Brandy Flynn
Before I became a Christian I thought I had it all figured out. I was one of those people who went to church and “acted” like a Christian on Sunday, but then was a complete different person Monday through Saturday. I had a few tramatic events occur in my life when I was little and this sent me on what would be a long road of self destructive behavior up until my early twenties. I knew to “act” Christian in front of the right people, but I did not live it when no one was looking.

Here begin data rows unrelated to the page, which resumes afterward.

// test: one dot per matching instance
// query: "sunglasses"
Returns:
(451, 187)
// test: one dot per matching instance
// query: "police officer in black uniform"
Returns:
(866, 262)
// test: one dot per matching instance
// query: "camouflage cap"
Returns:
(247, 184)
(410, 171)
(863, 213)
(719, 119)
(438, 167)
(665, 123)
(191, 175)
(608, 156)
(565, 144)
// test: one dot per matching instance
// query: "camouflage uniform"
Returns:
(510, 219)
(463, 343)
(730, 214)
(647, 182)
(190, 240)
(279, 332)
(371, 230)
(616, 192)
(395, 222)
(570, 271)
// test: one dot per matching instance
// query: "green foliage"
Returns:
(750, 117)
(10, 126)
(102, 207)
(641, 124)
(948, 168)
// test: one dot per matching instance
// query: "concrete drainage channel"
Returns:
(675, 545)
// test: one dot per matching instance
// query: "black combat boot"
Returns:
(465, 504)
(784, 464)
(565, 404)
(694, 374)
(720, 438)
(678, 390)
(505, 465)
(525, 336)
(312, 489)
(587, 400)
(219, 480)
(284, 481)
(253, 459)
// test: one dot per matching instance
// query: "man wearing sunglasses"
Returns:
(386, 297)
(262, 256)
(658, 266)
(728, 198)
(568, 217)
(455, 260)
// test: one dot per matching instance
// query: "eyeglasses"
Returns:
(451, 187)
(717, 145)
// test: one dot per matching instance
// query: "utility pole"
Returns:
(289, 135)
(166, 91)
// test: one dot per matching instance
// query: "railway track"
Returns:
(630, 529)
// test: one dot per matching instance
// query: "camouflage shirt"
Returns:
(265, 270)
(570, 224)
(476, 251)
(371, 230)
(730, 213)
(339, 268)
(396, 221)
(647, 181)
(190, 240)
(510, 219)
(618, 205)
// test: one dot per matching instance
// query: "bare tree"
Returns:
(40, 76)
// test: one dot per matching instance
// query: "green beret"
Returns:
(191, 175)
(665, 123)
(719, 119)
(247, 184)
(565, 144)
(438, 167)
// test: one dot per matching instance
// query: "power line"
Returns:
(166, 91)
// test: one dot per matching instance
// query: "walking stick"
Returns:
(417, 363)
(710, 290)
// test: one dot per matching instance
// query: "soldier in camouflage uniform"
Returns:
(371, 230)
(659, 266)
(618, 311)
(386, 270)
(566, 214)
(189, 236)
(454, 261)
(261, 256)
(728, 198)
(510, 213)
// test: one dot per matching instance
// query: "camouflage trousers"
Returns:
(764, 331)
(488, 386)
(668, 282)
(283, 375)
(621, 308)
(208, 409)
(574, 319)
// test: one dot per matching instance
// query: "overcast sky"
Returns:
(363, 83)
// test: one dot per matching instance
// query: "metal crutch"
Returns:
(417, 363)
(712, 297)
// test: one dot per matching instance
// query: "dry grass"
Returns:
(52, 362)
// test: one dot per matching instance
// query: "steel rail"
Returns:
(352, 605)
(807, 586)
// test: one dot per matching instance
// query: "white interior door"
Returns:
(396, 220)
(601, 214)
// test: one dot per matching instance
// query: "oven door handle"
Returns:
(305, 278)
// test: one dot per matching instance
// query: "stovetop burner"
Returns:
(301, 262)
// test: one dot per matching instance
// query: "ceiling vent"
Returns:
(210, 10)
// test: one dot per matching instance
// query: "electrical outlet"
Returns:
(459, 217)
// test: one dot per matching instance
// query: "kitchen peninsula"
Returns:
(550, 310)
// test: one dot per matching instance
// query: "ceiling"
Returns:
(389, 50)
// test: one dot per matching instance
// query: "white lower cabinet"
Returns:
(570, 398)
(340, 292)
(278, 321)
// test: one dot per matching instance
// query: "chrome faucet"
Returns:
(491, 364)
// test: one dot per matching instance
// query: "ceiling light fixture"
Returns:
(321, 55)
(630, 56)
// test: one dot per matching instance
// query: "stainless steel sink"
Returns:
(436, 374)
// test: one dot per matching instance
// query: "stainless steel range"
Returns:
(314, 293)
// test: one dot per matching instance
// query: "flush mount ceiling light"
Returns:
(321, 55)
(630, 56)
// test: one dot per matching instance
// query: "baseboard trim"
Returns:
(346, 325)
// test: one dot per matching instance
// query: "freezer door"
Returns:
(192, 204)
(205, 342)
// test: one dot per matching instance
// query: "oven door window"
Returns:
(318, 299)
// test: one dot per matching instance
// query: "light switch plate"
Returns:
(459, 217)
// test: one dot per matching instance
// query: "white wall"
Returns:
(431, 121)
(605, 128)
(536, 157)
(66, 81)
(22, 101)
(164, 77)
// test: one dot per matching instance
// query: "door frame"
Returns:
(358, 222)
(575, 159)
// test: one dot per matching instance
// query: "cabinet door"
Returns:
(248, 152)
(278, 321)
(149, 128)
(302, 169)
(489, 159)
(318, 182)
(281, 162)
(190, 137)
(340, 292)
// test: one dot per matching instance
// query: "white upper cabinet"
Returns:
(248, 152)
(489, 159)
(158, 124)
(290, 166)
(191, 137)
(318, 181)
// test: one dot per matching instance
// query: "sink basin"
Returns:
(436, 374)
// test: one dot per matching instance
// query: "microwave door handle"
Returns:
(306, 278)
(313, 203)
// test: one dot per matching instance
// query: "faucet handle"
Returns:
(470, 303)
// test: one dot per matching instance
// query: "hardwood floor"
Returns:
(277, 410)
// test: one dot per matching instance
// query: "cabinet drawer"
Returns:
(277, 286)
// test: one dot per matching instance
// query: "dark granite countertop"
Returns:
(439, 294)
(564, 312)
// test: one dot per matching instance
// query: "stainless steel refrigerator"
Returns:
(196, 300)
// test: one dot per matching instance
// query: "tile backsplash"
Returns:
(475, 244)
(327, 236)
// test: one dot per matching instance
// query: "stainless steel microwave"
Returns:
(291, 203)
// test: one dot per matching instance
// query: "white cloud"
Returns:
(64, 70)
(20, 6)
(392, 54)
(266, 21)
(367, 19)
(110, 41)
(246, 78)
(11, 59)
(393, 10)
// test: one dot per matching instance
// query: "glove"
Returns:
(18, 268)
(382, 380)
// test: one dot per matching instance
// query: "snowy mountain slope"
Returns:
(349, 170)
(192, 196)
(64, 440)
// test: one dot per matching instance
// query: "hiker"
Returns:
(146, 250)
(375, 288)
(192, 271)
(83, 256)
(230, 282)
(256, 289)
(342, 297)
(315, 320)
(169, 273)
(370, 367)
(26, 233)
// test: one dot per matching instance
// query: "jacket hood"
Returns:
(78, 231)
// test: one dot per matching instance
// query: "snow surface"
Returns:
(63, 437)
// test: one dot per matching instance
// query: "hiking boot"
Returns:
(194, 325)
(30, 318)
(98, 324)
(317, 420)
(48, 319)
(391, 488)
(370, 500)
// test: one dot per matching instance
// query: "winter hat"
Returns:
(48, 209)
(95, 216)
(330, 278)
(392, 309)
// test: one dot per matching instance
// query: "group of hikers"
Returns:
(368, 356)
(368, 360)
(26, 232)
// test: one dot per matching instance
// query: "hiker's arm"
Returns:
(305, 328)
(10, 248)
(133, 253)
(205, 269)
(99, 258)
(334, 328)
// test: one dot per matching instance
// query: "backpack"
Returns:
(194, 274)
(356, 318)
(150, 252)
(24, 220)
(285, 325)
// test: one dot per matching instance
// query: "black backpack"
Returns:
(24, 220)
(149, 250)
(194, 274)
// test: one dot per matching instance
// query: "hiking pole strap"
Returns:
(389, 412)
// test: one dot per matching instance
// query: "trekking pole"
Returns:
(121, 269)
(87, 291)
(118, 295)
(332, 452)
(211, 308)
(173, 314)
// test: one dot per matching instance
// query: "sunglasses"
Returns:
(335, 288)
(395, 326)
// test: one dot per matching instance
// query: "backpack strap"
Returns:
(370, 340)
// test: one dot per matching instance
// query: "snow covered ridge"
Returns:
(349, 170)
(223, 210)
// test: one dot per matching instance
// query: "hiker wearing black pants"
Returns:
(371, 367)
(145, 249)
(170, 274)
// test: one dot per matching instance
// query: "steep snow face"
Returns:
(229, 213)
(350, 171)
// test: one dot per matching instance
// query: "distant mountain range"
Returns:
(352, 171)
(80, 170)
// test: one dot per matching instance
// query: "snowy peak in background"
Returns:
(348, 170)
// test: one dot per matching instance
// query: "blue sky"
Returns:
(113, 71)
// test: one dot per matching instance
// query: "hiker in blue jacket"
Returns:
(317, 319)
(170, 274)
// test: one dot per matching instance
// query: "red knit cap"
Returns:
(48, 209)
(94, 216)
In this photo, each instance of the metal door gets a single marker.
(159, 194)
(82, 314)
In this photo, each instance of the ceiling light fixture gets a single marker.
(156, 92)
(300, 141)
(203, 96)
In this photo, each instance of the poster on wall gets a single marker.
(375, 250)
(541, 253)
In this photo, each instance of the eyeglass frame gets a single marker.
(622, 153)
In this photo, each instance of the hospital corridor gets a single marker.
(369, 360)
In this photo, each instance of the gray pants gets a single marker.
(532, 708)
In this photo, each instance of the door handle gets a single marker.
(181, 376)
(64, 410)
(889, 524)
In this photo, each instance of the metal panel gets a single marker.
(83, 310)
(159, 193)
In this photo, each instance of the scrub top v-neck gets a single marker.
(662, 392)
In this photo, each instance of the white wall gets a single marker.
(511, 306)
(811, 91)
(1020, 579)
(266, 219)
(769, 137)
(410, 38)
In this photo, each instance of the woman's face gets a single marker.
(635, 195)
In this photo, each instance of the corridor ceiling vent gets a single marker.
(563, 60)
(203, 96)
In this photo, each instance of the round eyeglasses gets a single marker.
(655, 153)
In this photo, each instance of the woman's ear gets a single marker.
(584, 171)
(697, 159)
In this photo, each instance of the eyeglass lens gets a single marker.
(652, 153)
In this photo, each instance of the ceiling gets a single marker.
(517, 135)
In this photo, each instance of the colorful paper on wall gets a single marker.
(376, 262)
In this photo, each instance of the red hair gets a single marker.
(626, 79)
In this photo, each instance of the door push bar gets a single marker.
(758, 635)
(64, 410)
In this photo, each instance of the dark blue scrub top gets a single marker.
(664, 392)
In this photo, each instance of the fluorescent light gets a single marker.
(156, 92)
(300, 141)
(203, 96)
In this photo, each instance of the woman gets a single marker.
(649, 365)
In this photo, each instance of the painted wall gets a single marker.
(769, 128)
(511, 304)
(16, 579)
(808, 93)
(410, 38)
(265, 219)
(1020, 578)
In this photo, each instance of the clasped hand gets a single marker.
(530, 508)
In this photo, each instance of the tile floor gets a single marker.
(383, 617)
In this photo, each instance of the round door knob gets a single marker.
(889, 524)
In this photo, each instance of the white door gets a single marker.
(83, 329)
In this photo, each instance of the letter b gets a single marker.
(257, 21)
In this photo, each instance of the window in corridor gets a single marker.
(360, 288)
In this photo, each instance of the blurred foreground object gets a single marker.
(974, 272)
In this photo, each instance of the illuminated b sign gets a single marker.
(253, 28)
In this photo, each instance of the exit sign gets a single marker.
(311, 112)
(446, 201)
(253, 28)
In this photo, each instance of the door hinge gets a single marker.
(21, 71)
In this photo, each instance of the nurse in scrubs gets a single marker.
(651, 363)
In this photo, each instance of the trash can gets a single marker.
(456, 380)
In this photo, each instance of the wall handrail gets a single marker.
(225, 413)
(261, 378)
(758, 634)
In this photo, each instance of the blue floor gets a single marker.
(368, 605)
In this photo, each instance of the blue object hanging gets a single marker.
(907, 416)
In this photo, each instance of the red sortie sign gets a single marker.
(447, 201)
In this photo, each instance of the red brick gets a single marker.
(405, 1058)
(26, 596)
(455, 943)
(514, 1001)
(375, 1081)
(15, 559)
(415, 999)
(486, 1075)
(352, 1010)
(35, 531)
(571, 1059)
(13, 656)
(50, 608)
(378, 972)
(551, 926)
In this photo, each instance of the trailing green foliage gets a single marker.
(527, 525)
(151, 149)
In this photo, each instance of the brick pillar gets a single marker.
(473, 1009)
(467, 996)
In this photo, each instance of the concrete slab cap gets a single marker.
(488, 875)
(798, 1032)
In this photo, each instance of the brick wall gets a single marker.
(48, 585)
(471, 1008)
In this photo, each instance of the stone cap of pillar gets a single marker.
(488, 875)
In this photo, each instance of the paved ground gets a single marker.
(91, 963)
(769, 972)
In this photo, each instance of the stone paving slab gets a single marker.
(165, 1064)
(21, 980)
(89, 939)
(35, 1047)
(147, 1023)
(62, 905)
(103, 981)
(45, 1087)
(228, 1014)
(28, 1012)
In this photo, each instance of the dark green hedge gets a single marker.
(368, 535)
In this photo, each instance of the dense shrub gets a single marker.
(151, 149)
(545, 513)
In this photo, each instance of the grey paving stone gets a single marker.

I knew that I was a sinner. I knew that I needed to ask Christ to come into my heart and forgive me, but I was just to selflish. I could not handle letting go of all my sin. Mike (my husband) and I had just started coming to First North in 2001 when our church help host the Franklin Graham Festival. We went on the third night and sat in the back. I knew all the church lingo. I was raised in church, I went to a Christian school. I had all this knowledge in my head, but I did not live it. Towards the end Franklin asked if we were 100% sure if we died that we would go to Heaven. No one had ever asked me that quite that way. I knew I had all the head knowledge but that I did not have Christ in my heart, nor was He Lord of my life. I knew that I had been to selfish to give it all to Him. At the end of the sermon Franklin asked us to bow our heads and pray. He told us if we were not sure if we would go to Heaven that it was simple. Just tell God you know you have sinned. You know you are not perfect. He told us if we would just ask Him, He would come in.
I said that prayer that night and now I do have that assurance that if I died today I know I will go to Heaven. I still mage HUGE mistakes, but He is always there full of grace and mercy leading me and teaching me and empowering me every step of the way.